Joe Delaney, the retired former FAI treasurer who left the association in the 1990s over a ticketing scandal, has joined his son John Delaney’s property management firm as a director.
he firm, Gerfurn, is one of a number of companies embroiled in a wide-ranging Corporate Enforcement Authority (CEA) investigation into John Delaney and the FAI.
Joe Delaney, now 82, replaces his late wife Joan as a director. Joan Delaney was only appointed as a director to Gerfurn, which managed a number of Delaney’s property interests, in May 2021.
She died last August 1. A filing by John Delaney said his father replaced his mother as Gerfurn director on the same date. The other director of Gerfurn is listed as Clodagh Kevlin, a sister of John Delaney’s ex-fiancee, but sources indicate that she has nothing to do with the company.
Gerfurn was originally set up by Athlone-based Gerard Moran as a furniture business but in recent years it managed property investments including at a small number of houses built by John Delaney’s development partnership JMPHE in Carrick-on-Suir in Tipperary.
It is understood that among the issues being probed by the CEA are any transactions between Gerfurn and Pillarview, a company run by Delaney’s friends which was involved in helping him with his personal finances in 2018 and 2019.
Gerfurn’s accounts to March 2022 show a deficit of almost €99,000. A note states that “although no formal resolution has been passed to date, it is anticipated that the directors will arrange for the orderly wind-up of the company in due course”.
A number of emails relating to Gerfurn’s business and property transactions are listed among the 1,123 FAI records that the High Court ordered should be released to the CEA’s long-running criminal investigation into Delaney and the FAI.
Delaney has appealed that judgment after he failed in his claim that the emails were legally privileged. The case is up for mention before the Court of Appeal on February 17.
In an affidavit filed in the High Court, Delaney listed “John Delaney v Gerard Moran, Gerfurn” as one of 78 legal actions he insisted were “extant” and therefore made the emails sought by the CEA legally privileged. The CEA said litigation privilege claimed by Delaney could not be upheld when the litigation had concluded.
Mr Moran is listed as owning a third of Gerfurn’s shares with Delaney owning two-thirds.
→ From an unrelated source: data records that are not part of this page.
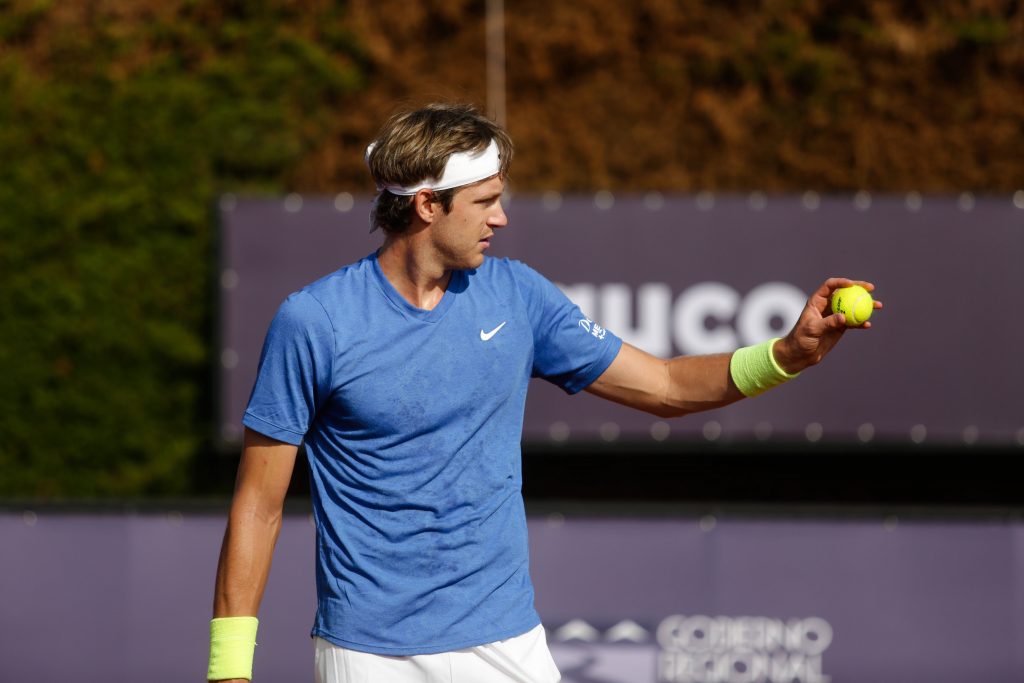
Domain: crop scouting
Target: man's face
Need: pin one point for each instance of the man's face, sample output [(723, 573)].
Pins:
[(464, 233)]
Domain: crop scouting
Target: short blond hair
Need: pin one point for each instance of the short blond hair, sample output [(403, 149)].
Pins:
[(416, 144)]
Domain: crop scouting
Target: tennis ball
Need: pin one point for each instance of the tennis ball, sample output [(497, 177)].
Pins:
[(854, 302)]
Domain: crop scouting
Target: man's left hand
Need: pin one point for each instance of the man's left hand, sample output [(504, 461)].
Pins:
[(817, 330)]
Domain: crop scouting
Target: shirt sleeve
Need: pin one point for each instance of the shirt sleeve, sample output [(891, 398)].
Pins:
[(569, 349), (295, 371)]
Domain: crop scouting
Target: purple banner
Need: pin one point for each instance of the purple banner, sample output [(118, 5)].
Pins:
[(699, 274), (680, 600)]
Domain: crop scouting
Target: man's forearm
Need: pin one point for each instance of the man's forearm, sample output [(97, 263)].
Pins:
[(245, 559), (698, 383)]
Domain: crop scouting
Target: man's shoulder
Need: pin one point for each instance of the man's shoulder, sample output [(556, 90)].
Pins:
[(346, 279), (503, 266)]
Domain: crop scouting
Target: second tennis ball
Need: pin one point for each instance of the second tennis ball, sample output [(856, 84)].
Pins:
[(854, 302)]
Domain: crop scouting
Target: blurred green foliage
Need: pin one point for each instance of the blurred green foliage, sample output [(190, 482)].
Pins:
[(115, 143)]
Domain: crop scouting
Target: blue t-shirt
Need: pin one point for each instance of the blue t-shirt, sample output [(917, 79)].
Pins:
[(412, 421)]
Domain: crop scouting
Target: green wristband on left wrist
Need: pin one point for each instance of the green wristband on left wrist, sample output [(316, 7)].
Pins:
[(755, 370), (232, 643)]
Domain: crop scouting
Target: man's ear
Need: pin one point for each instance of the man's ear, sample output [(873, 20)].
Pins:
[(426, 206)]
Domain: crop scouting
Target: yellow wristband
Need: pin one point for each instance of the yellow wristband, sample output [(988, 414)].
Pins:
[(232, 642), (755, 370)]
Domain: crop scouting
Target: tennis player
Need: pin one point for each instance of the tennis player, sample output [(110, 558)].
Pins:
[(404, 375)]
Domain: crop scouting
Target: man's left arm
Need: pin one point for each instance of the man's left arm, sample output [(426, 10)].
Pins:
[(688, 384)]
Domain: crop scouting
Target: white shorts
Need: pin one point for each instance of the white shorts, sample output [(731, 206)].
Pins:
[(523, 658)]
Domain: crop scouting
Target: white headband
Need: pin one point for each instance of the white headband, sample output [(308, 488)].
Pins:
[(462, 169)]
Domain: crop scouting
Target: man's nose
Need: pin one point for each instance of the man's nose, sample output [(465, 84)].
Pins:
[(499, 219)]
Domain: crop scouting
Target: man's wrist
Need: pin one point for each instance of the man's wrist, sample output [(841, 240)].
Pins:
[(787, 356)]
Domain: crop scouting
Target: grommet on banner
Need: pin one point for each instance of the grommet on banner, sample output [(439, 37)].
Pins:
[(971, 434), (230, 431), (660, 430), (919, 433), (551, 201), (814, 431), (228, 279), (559, 431), (609, 431), (865, 432), (811, 200), (653, 201), (343, 202)]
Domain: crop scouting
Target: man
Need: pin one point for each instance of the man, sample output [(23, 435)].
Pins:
[(406, 377)]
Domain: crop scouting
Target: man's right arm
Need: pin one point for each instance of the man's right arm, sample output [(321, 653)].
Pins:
[(253, 524)]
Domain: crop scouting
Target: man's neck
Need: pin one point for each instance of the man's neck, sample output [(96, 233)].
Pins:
[(414, 270)]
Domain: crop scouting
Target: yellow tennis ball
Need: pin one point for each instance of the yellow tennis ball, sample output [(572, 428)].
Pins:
[(855, 302)]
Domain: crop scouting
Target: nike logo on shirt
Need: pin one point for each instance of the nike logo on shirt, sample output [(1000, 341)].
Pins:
[(485, 336)]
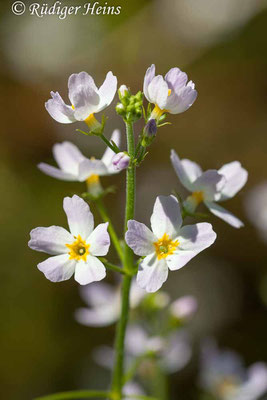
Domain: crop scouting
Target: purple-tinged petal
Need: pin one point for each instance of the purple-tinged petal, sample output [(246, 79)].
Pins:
[(225, 215), (51, 240), (58, 268), (88, 271)]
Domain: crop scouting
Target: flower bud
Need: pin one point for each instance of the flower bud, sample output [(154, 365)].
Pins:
[(120, 161), (123, 90)]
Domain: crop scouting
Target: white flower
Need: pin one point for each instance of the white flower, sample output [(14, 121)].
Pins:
[(184, 307), (86, 99), (104, 302), (169, 94), (74, 166), (210, 186), (73, 252), (174, 351), (256, 208), (168, 245), (223, 375)]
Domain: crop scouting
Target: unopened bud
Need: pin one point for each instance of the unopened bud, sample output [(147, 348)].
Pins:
[(121, 161), (123, 90)]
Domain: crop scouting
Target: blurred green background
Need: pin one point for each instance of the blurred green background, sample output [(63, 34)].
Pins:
[(221, 44)]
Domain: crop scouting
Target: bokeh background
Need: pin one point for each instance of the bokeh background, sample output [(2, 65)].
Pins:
[(222, 45)]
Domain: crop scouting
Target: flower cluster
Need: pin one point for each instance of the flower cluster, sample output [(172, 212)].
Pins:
[(168, 244)]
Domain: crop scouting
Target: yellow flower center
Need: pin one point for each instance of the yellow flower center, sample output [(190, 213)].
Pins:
[(165, 246), (92, 180), (79, 249), (198, 197)]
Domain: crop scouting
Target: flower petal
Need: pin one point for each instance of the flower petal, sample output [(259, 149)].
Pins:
[(80, 218), (150, 73), (58, 268), (225, 215), (236, 177), (109, 154), (176, 79), (140, 238), (210, 183), (68, 157), (152, 273), (192, 240), (158, 91), (99, 240), (166, 217), (88, 168), (90, 271), (107, 91), (56, 173), (83, 95), (58, 110), (51, 240), (185, 175)]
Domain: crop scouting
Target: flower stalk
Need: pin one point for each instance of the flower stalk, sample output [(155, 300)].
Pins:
[(117, 380)]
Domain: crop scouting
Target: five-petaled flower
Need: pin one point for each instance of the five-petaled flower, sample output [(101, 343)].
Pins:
[(168, 245), (74, 166), (73, 252), (86, 100), (171, 94), (210, 186)]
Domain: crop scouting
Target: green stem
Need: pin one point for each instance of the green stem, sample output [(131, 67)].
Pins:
[(107, 142), (117, 379), (76, 394), (115, 240), (112, 266)]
The annual return, signed on January 24 by both John and Joe Delaney, lists John Delaney’s other directorships as including the FAI and AUL-FAI (Athletic Union League-FAI) although he resigned from both boards in 2019. The filing does not list Delaney’s English consultancy Delay Ltd, which has reported accumulated profits of €382,000.
Joe Delaney’s appointment as a director of Gerfurn is the first time he has been a co-director with his son since they were directors of Cameo Products, a Kerry-based bakery, up to 2000. John Delaney is still a shareholder there.
Joe Delaney left the FAI under a cloud in 1996 following stories from Sunday Independent reporter Veronica Guerin that exposed dealings with ticket touts at World Cups that left the FAI out of pocket until he paid £100,000 to cover the shortfall.
At the ‘Night of the Long Knives’ FAI meeting in the Westbury Hotel Joe Delaney was forced out of the FAI treasurer role.
John Delaney, who was elected to the same position within five years, was by his side.